GE HealthCare and Mass General Brigham have co-developed an artificial intelligence (AI) enabled algorithm to predict missed care opportunities (MCOs) such as failures to schedule follow-up visits and late arrivals.
The collaboration is part of the companies’ ten-year pledge made in 2017 to implement AI across various diagnostic and treatment standards.
The initial application is for the schedule predictions dashboard of Radiology Operations Module, a digital imaging tool designed to optimise scheduling while reducing operating expenses.
Through MCO predictions, the algorithm seeks to simplify administrative operations and facilitate urgent, inpatient or walk-in appointments.
In preliminary assessments, the algorithm predicted MCOs precisely at rates of up to 96%, with minimal false positives.
Mass General Brigham chief data science officer Keith Dreyer said: “Utilising operational AI and machine learning can bring providers together and streamline data sets.
“The strategic use of AI offers great potential for the future of healthcare and we’re proud to be at the forefront of the movement.
“This technology has the potential to reduce burnout and allow physicians to spend more time with patients, which may ultimately lead to better outcomes.”
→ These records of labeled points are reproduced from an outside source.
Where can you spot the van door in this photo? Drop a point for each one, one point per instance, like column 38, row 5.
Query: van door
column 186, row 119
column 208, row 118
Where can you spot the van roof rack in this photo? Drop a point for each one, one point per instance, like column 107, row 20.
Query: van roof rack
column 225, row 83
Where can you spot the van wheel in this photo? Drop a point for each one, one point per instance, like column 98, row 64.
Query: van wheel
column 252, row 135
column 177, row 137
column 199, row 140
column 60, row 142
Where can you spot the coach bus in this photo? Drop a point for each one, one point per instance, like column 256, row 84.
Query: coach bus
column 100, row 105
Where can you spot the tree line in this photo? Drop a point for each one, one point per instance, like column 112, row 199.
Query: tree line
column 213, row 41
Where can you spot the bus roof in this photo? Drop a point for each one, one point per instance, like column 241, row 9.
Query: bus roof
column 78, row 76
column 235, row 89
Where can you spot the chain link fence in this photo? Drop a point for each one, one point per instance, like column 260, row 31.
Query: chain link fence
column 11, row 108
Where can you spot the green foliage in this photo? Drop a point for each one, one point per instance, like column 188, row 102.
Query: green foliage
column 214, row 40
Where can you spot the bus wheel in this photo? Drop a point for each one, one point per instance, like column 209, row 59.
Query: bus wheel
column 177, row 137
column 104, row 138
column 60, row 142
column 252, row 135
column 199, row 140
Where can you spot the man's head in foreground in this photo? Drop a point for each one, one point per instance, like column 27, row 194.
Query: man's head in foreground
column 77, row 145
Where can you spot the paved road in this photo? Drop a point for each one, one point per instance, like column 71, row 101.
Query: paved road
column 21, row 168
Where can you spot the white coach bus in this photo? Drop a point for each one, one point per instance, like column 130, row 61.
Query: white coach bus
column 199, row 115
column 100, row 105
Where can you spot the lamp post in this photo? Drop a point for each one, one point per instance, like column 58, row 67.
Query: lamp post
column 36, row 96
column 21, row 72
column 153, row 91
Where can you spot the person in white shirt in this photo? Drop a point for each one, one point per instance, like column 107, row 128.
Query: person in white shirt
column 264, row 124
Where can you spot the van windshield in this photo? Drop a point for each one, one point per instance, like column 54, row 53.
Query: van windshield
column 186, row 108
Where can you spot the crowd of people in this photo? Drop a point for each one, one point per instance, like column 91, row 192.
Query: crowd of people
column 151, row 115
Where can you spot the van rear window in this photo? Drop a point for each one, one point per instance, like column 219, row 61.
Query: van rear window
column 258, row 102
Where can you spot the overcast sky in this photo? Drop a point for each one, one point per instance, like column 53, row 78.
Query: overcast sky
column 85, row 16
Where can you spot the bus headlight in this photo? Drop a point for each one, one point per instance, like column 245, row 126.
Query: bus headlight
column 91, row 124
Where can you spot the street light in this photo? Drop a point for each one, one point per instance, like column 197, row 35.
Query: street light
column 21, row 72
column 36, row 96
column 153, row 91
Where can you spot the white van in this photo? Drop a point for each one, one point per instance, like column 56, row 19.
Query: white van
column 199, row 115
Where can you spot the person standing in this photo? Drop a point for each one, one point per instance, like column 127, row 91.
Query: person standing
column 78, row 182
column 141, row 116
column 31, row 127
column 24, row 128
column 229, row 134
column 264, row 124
GE Healthcare chief AI officer Parminder Bhatia said: "Amid the vast sea of data and the heavy tasks that divert healthcare providers from patient care, our collaboration with Mass General Brigham is groundbreaking.
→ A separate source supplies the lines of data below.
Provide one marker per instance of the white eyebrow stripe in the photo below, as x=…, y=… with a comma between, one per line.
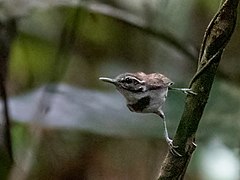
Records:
x=132, y=77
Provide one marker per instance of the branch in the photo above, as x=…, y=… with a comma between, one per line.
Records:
x=216, y=37
x=7, y=33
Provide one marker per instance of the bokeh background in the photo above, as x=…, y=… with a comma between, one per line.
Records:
x=69, y=125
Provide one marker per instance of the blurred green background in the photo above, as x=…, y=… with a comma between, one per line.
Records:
x=69, y=125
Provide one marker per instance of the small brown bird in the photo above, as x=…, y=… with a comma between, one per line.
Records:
x=146, y=93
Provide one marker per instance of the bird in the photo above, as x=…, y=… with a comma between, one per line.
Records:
x=147, y=93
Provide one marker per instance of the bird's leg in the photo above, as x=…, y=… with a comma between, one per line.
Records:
x=184, y=90
x=169, y=141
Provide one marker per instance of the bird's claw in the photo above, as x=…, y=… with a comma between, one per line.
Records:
x=173, y=148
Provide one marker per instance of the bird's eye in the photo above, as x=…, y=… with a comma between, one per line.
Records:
x=128, y=80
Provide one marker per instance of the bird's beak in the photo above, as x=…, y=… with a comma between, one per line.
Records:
x=108, y=80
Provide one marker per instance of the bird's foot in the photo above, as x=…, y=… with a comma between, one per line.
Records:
x=173, y=148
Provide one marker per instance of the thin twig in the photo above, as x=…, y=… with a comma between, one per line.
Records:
x=215, y=40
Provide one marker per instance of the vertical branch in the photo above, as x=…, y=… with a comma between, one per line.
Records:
x=7, y=33
x=216, y=37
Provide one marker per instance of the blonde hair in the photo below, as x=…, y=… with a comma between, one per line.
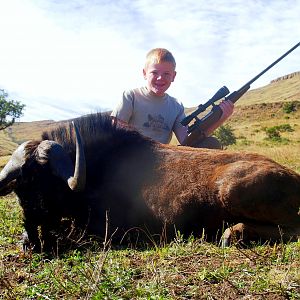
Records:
x=158, y=55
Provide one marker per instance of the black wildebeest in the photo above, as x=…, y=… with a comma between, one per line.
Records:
x=144, y=183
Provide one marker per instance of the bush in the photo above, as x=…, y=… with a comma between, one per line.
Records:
x=225, y=135
x=289, y=107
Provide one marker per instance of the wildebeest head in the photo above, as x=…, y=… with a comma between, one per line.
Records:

"Through the fusion of distinctive datasets and cutting-edge machine learning methods, harnessing the synergy of clinical and technical proficiency, we are ushering in unprecedented healthcare advancements."
The two companies cited a report by Mercer that projected a shortfall of more than 29,000 nurse practitioners, 95,000 nursing assistants, around 446,000 home health advisors and 98,700 medical and lab technologists and technicians in the US by 2025.
In these cases, health organisations will need to make use of technology to help address some of these issues.